The use of oncolytic viruses to treat malignant gliomas has proven to be promising (38–42). Engineered, tumor-selective herpes simplex type 1 virus (HSV-1) mutants (43), E1B-55 kDa–deleted ONYX-015 adenovirus (41), and E1A 24 bp–deleted Delta 24 adenovirus (44) have all been preclinically or clinically investigated. The behavior of these viruses varies when used to target malignant gliomas. For example, HSV-1 mutants replicate in actively dividing but not in terminally differentiated cells, whereas ONYX-015 selectively replicates in and lyses cancer cells that have a defect in p53 or the p53 pathway, and tumors with a defective pRB pathway are sensitive to the E1A Delta 24. hTERT-Ad might have greater therapeutic efficacy in malignant glioma than other oncolytic viruses for the following reasons. First, almost all malignant glioma cells, but not normal brain cells, express telomerase (16–18). Second, patients with telomerase-positive glioblastoma multiforme have poorer prognoses than do patients with the telomerase-negative form (45). Third, hTERT-Ad–mediated oncolysis is more efficient than that induced by ONYX-015 (10).
Little is known about the mechanisms of oncolytic virus–induced cell death. In the hTERT-Ad system, the hTERT promoter directs the expression of the adenoviral E1A gene, enabling hTERT-Ad to replicate specifically in telomerase-positive cancer cells. Adenoviral E1A gene products stimulate S-phase entry and transactivate both viral and cellular genes that are essential for viral replication (46). E1A also has the ability to induce caspase-3–associated apoptosis independent of p53 (47). However, in this study, we observed autophagy instead of apoptosis not only in malignant glioma cells but also in other types of cancer cells that were infected with hTERT-Ad. Therefore, we speculate that autophagy is the type of cell death that cancer cells infected with CRAds undergo, a conclusion that is supported by a recent investigation showing induction of nonapoptotic cell death by CRAds (19).

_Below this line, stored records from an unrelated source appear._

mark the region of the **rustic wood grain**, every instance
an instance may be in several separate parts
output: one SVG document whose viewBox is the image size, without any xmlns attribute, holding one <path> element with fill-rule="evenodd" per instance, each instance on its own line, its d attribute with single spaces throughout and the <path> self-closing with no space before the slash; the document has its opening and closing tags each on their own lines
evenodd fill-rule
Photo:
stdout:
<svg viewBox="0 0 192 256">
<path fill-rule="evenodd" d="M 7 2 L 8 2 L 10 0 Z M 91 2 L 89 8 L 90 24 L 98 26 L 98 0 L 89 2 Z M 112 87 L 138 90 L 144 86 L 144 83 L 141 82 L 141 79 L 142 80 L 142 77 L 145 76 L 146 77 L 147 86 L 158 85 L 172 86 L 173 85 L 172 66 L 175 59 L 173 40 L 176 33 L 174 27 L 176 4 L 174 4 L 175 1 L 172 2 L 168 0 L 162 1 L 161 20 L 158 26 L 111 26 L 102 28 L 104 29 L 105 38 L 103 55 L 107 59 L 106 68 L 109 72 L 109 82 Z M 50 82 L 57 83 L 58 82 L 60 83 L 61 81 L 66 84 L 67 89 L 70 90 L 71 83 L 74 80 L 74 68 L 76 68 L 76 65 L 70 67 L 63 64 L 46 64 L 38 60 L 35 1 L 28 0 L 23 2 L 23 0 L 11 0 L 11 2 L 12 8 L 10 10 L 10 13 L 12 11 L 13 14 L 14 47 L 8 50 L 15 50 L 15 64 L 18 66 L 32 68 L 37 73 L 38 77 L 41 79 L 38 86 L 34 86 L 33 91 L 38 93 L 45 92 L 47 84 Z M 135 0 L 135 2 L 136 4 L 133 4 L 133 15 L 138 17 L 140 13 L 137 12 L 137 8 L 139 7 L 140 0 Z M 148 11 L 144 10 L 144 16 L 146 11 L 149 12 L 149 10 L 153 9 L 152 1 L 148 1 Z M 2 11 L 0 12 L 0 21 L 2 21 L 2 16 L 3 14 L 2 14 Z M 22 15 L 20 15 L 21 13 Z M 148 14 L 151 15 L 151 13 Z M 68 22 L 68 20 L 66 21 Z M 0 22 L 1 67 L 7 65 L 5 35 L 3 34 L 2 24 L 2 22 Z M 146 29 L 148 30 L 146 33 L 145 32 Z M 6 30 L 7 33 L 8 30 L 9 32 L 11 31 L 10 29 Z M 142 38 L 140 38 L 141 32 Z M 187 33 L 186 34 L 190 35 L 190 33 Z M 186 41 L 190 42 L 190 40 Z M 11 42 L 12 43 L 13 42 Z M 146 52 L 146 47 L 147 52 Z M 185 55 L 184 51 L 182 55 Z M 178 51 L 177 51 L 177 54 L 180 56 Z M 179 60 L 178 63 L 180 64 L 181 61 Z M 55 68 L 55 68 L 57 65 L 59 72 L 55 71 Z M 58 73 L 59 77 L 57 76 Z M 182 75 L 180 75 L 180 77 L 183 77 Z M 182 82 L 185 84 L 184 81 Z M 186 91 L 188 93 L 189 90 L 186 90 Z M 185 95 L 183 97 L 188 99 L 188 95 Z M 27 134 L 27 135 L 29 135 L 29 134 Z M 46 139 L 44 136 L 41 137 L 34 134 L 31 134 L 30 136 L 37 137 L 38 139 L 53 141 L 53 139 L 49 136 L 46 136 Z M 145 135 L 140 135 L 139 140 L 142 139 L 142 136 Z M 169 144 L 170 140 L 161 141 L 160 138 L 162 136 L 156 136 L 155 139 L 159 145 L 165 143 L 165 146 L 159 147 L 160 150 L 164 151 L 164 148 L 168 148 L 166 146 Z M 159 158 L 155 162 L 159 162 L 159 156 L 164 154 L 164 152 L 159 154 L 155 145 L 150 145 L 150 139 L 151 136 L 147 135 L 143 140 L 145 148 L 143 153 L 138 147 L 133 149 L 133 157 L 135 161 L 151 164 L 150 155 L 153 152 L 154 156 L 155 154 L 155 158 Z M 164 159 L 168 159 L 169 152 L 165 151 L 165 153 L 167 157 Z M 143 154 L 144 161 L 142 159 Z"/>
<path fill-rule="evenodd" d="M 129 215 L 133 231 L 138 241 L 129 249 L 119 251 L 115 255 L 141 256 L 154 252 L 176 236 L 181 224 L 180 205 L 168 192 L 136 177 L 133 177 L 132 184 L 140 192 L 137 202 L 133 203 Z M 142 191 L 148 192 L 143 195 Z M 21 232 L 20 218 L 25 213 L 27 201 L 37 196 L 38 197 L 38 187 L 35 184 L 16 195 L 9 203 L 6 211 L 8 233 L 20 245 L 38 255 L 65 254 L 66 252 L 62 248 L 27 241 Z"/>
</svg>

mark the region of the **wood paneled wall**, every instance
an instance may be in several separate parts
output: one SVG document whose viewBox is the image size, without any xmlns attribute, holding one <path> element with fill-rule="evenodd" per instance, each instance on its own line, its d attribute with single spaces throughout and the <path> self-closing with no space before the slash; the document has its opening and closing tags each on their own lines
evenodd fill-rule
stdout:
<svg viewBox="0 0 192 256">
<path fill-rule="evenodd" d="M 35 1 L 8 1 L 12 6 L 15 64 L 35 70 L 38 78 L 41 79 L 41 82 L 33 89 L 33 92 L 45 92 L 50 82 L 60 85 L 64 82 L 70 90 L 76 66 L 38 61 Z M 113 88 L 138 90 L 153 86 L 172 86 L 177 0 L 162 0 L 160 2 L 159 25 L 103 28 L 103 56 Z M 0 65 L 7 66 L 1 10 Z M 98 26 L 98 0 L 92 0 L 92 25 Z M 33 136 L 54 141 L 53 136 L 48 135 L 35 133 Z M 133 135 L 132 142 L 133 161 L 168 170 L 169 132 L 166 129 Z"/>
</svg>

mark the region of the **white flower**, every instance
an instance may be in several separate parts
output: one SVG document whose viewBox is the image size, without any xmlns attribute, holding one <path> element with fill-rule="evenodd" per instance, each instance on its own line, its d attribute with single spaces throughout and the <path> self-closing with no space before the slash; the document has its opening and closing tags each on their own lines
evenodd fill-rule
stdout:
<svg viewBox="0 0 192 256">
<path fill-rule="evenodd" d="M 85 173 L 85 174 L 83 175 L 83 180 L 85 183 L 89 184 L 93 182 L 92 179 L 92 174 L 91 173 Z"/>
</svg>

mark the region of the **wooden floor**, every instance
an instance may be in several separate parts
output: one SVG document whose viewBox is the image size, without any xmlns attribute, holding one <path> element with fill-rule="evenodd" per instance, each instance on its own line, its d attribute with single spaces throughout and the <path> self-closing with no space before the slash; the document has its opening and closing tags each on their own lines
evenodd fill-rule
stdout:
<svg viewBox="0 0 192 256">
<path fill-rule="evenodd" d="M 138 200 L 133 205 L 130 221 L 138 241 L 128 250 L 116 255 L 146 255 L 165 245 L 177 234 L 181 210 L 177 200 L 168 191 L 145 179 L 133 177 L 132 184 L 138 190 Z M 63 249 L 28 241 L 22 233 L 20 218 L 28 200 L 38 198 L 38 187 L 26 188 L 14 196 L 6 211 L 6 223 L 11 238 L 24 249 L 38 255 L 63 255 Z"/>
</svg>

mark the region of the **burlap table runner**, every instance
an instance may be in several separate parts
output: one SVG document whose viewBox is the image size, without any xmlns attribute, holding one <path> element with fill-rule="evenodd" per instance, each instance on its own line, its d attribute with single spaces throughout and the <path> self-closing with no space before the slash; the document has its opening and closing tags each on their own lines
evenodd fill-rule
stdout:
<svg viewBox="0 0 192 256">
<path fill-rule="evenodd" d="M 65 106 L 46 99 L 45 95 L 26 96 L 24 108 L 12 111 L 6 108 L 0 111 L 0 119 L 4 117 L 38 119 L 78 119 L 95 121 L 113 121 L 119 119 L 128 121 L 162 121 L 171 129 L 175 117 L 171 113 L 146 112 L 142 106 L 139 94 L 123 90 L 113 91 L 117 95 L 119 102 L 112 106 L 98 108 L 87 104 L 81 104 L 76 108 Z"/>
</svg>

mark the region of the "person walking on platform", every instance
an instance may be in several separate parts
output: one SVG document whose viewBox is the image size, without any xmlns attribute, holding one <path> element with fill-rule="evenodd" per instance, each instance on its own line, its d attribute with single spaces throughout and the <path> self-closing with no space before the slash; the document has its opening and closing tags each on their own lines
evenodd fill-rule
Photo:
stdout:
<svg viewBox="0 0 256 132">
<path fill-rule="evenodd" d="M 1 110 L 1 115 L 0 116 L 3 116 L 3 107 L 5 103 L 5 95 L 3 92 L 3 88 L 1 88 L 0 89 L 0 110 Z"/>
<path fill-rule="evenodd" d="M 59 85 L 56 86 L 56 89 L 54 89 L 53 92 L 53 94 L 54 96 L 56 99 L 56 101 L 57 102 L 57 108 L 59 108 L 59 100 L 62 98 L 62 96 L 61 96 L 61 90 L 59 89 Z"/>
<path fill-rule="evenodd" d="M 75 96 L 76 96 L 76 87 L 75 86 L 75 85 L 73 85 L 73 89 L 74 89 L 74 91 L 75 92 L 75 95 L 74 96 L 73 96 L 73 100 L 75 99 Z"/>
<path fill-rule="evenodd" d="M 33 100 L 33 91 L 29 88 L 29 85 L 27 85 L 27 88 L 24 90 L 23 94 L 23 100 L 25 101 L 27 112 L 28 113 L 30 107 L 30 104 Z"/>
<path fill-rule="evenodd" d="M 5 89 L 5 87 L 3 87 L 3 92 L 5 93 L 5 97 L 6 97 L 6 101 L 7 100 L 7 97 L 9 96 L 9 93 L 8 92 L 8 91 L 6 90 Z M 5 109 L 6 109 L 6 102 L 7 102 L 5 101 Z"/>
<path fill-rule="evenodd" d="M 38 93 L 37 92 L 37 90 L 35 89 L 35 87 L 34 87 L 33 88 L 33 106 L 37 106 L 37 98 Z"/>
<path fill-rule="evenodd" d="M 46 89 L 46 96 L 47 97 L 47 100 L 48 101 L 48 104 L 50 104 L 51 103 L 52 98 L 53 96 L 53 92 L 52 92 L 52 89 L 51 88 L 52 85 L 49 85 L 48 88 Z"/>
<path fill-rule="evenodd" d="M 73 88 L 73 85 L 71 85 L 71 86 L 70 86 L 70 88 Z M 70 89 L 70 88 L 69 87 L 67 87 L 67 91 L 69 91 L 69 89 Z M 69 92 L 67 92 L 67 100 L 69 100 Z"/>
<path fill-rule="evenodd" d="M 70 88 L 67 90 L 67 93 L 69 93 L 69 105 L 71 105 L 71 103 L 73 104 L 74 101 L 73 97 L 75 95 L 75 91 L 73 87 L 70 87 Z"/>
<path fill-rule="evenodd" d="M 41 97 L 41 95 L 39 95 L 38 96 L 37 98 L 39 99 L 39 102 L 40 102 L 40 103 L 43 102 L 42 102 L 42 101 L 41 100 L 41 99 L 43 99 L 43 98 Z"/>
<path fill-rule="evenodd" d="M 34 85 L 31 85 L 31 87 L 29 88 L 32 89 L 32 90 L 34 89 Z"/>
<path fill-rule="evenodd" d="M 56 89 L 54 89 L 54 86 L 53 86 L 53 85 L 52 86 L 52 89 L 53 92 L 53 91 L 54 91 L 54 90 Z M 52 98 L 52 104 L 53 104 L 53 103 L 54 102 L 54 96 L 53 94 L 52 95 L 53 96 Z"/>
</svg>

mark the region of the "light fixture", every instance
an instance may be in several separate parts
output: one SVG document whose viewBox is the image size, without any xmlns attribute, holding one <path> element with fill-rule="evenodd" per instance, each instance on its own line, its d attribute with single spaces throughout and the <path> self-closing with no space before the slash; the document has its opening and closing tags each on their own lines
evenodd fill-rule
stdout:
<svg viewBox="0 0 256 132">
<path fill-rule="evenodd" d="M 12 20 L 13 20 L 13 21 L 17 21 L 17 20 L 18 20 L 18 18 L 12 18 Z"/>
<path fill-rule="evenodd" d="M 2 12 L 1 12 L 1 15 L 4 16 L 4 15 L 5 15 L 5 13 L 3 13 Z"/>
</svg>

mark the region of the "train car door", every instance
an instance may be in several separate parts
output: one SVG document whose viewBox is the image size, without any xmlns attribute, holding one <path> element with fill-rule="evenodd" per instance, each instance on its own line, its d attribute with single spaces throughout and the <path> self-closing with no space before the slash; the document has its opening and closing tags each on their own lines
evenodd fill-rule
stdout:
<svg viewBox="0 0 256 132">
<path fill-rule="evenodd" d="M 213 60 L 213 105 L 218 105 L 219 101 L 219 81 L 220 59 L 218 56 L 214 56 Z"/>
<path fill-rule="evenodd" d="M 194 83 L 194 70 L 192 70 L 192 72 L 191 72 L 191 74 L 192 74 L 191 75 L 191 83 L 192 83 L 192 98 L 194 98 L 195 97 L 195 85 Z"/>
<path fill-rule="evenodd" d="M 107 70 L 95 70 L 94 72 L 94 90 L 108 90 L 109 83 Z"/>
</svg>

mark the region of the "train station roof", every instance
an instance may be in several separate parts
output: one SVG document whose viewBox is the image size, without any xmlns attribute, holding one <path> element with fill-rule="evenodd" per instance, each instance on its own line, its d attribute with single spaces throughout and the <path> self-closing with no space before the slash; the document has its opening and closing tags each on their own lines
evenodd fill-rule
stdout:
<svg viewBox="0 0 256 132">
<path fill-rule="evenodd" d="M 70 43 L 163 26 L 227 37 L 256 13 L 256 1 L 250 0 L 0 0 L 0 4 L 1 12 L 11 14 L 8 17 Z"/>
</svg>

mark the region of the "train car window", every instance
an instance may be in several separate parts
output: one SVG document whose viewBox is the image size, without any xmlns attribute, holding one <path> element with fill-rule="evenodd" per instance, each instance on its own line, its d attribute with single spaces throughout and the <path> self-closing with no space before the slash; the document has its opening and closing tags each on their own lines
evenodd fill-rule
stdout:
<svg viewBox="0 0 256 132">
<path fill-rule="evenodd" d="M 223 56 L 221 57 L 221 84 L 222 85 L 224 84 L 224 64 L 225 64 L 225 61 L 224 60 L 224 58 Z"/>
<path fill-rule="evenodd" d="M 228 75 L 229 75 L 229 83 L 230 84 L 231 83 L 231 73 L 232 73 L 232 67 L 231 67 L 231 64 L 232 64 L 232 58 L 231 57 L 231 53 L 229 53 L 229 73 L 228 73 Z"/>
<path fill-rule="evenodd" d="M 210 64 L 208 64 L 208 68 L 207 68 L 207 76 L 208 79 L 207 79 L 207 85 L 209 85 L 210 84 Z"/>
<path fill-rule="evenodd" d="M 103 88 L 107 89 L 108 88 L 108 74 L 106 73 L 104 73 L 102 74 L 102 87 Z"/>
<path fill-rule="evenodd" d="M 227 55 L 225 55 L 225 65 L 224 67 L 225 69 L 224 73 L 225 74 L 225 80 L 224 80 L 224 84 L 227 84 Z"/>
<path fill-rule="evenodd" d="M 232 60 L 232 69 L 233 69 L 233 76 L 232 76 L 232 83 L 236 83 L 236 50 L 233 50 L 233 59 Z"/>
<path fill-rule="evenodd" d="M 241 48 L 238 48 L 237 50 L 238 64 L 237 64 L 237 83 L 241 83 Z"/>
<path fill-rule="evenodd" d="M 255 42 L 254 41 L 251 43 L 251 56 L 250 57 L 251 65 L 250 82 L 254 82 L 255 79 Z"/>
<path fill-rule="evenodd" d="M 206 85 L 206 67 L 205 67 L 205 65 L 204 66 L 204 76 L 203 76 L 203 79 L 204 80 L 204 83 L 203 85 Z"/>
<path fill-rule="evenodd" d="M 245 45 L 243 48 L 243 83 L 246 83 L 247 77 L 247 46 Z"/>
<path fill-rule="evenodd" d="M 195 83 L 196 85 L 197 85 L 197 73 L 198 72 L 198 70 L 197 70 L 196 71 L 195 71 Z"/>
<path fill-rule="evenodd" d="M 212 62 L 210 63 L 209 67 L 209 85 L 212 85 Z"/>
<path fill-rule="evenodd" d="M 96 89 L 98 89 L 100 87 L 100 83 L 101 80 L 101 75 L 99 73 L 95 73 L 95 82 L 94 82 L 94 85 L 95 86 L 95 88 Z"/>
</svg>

Autophagic cell death is a type of programmed cell death that is an alternative to apoptosis (21,48). In general, autophagy, a type of protein degradation system (49), is prominently observed in cells experiencing environmental stress, such as amino acid starvation. Some studies have also shown that cells undergo autophagy in response to viral and bacterial infection (50–52). Because autophagy generally occurs in cells so they can survive unfavorable conditions (36), it may be triggered in infected cancer cells as a defense mechanism to protect against intracellular pathogens. However, there are two possibilities in the role of virus-induced autophagy: that autophagy might result either from the use of autophagy by the viral replication complex or the destruction of the viral structures by the autophagic machinery (53). On the other hand, the recent evidence of the role of tumor suppressors such as Beclin 1 in autophagy suggests that reduction in the autophagic process increases tumor incidence (54–56). Thus, the induction of autophagy may have a therapeutic value. Indeed, in our study, inhibition of autophagy by 3-MA attenuated the cytotoxicity of hTERT-Ad but did not affect viral replication, suggesting that hTERT-Ad-induced autophagy is one of the antitumor effects. Therefore, we speculate that hTERT-Ad–induced autophagy causes the demise of the cells instead of being a protective mechanism that is activated during cellular distress.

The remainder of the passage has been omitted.